L'obiettivo è quello di permettere alla gente di gestire la propria reputazione online, consentendo di raccomandare ed essere raccomandati. 
Nessuno può giudicare, tranne l'App Peeple: occhio a regole e a reputazione online
L'utente può decidere di condividere sui social il suo intero profilo o solo una sezione, ad esempio quella professionale, e scegliere se pubblicare o cancellare le raccomandazioni ricevute. 
Obiettivo di Peeple, come detto, è quello di proteggere la reputazione online di ogni membro, dato che, grazie all'applicazione, ogni utente potrà stringere relazioni più strette in virtù di un sistema di comunicazione basato su feedback e raccomandazioni; in ogni caso, sarà il singolo iscritto a decidere se condividere sui propri social i diversi pareri positivi o negativi ricevuti.

"Peeple è stato pensato – si legge sulla pagina Facebook dell’applicazione – per tutti coloro che hanno bisogno di mostrare la propria reputazione.
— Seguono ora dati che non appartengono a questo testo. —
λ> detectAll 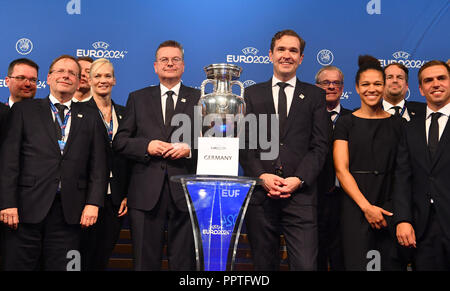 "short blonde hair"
[89,58,115,78]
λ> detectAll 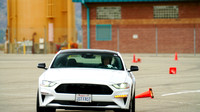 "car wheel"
[36,92,56,112]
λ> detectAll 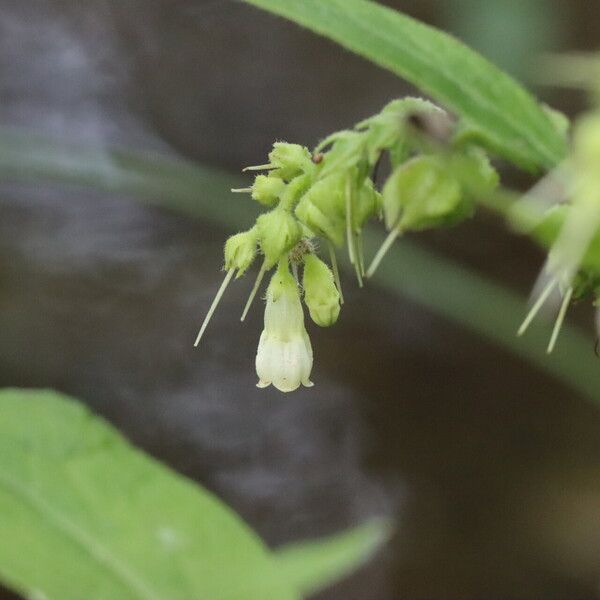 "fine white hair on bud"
[256,257,313,392]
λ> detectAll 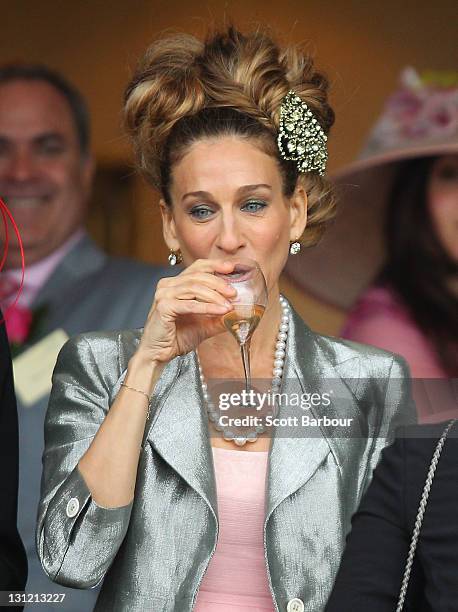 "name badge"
[13,329,69,407]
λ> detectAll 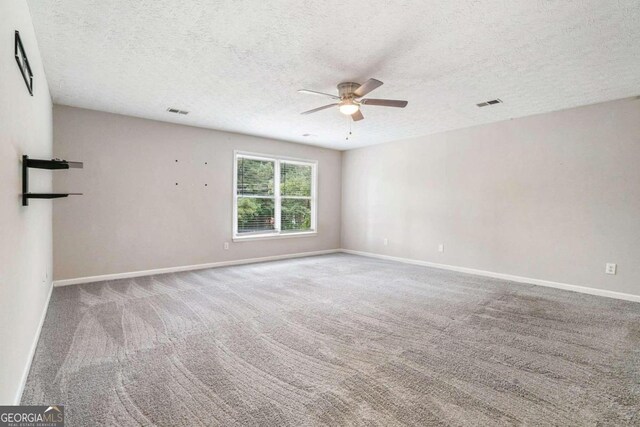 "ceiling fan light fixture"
[338,101,360,116]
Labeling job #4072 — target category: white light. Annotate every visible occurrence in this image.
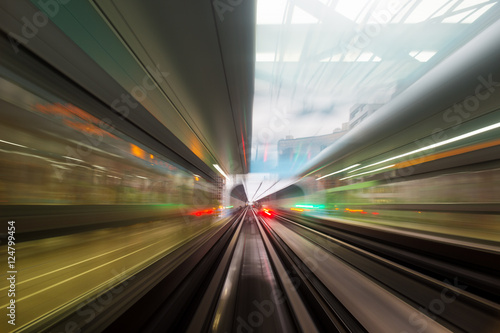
[356,52,373,61]
[340,164,396,180]
[316,164,361,180]
[454,0,489,12]
[213,164,229,180]
[255,53,275,62]
[335,0,371,23]
[257,0,287,25]
[0,140,28,148]
[349,123,500,173]
[405,0,448,23]
[409,51,436,62]
[291,6,319,24]
[443,9,474,23]
[63,156,83,162]
[462,3,495,23]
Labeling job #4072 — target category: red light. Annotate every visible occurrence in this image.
[261,208,273,217]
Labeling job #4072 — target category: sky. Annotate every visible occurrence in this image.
[251,0,498,174]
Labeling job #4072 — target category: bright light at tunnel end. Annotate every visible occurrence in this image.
[213,164,229,181]
[316,164,361,180]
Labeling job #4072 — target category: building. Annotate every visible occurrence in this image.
[349,104,384,129]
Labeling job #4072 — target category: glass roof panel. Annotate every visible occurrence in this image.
[251,0,500,176]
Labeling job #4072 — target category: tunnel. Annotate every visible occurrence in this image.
[0,0,500,333]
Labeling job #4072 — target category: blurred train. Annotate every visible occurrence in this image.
[261,84,500,242]
[0,31,220,232]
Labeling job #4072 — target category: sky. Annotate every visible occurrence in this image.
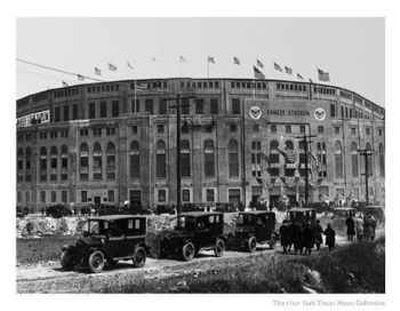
[16,17,385,106]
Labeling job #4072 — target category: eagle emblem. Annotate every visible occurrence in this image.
[249,106,262,120]
[314,108,326,121]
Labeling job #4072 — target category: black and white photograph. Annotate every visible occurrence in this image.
[11,16,388,297]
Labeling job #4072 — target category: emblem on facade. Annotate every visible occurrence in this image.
[249,106,262,120]
[314,108,326,121]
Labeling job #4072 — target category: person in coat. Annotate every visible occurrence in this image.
[302,221,314,255]
[313,220,324,251]
[346,212,356,242]
[324,223,336,251]
[279,219,290,254]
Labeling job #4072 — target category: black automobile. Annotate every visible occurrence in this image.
[229,211,277,252]
[61,215,147,273]
[160,212,226,261]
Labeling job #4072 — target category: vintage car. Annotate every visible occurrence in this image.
[229,211,277,252]
[160,212,226,261]
[287,207,317,224]
[61,215,147,273]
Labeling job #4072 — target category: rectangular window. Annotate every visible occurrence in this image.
[206,189,215,202]
[182,189,190,203]
[330,104,336,118]
[54,107,60,122]
[210,98,218,114]
[89,103,96,119]
[81,190,87,203]
[61,190,68,203]
[196,99,204,114]
[157,189,167,203]
[100,101,107,118]
[144,99,153,114]
[107,190,115,202]
[51,191,57,203]
[72,104,78,120]
[232,98,240,114]
[158,99,167,114]
[64,106,69,121]
[112,100,119,117]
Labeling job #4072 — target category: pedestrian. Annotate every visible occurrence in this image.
[279,219,290,254]
[302,221,314,255]
[324,223,336,251]
[313,220,323,251]
[346,212,356,242]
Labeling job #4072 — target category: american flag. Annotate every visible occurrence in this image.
[207,56,215,64]
[108,63,117,71]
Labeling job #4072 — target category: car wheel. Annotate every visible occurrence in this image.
[214,239,225,257]
[60,250,73,270]
[132,247,146,268]
[247,236,257,253]
[182,242,196,261]
[88,251,105,273]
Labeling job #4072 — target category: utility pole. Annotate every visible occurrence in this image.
[357,149,374,205]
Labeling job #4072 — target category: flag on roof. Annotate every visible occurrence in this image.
[126,61,133,70]
[318,68,330,82]
[108,63,117,71]
[207,56,215,64]
[274,62,283,72]
[285,66,293,75]
[253,66,265,80]
[233,56,240,65]
[94,67,101,76]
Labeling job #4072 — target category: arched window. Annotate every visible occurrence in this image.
[379,144,385,177]
[204,139,215,177]
[92,142,103,180]
[181,139,191,177]
[156,140,167,178]
[365,143,374,176]
[228,139,239,178]
[350,142,358,177]
[79,143,89,181]
[106,142,116,180]
[334,141,343,179]
[129,140,140,178]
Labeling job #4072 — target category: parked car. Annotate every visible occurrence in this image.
[287,207,317,224]
[160,212,226,261]
[61,215,148,273]
[229,211,278,252]
[46,204,72,218]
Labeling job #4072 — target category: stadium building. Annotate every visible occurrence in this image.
[16,78,385,211]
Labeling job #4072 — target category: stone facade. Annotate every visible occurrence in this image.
[17,79,385,210]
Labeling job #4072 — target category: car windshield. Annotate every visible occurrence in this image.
[82,220,100,234]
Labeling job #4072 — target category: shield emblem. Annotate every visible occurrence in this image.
[249,106,262,120]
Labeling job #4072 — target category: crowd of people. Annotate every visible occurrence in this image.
[279,213,377,255]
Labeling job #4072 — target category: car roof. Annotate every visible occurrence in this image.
[181,212,222,217]
[239,211,275,215]
[89,215,146,221]
[289,207,315,212]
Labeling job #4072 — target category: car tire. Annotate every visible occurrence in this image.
[182,242,196,261]
[88,250,105,273]
[60,250,73,271]
[214,239,225,257]
[247,236,257,253]
[132,247,146,268]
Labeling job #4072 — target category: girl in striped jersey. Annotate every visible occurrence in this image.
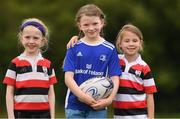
[113,24,157,119]
[3,18,57,119]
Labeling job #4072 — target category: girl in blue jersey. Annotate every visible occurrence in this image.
[63,4,121,118]
[3,18,57,119]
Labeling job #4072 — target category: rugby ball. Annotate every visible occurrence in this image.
[79,77,114,100]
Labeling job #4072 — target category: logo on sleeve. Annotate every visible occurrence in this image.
[99,55,106,61]
[77,51,83,57]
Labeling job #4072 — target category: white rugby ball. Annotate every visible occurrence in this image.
[79,77,114,100]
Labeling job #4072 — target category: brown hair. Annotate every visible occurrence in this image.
[18,18,49,53]
[75,4,105,38]
[116,23,143,52]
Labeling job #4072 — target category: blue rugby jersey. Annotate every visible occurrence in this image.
[63,39,121,110]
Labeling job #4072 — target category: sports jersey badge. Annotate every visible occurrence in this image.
[99,55,106,61]
[135,70,141,77]
[42,66,48,76]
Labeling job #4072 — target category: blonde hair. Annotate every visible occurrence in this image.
[18,18,49,53]
[75,4,105,38]
[116,23,143,52]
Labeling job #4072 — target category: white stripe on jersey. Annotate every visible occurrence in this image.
[121,72,143,85]
[6,69,16,79]
[14,95,49,102]
[65,88,70,108]
[50,69,55,78]
[114,94,146,102]
[143,78,155,86]
[103,41,115,48]
[16,72,49,81]
[102,43,113,50]
[114,115,147,119]
[77,40,83,45]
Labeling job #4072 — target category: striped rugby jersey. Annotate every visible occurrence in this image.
[113,55,157,119]
[3,53,57,110]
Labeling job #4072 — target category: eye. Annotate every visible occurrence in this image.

Insegnanti, freelancers ed impiegati ne sono gli esempi più evidenti. Ognuno potrà condividere sia i pareri ricevuti sui propri social che includere un link del profilo Peeple professionale sul proprio curriculum vitae per fornire ad eventuali datori di lavoro un’immediata referenza sulle proprie qualità e abilità lavorative".
Ma come prevenire rischi di cyberbullismo che potrebbero scatenarsi da un'app del genere, le offese, gli insulti, le denigrazioni contro le persone?
Ai primi timori le due fondatrici dell'app hanno risposto con criteri piuttosto restrittivi per l'ammissione. Prima di tutto si devono avere più di 21 anni per avere, almeno si spera, solo persone mature tra i propri utenti. Per entrare poi occorre avere un profilo Facebook approvato, una sorta di carta d'identità digitale che confermi l'identità di ogni utente e permetta di risalire alle responsabilità in caso di uso fraudolento. 
C'è poi la conferma tramite numero di cellulare, la Sim infatti può essere utilizzata per rintracciare le proprie generalità e da ultimo c'è il filtro dei commenti. Quelli positivi vengono pubblicati in automatico, quelli negativi invece vengono passati al vaglio dell'app. 
Basteranno questi accorgimenti per scongiurare i rischi temuti? Ma poi è proprio così necessario giudicare e farsi giudicare?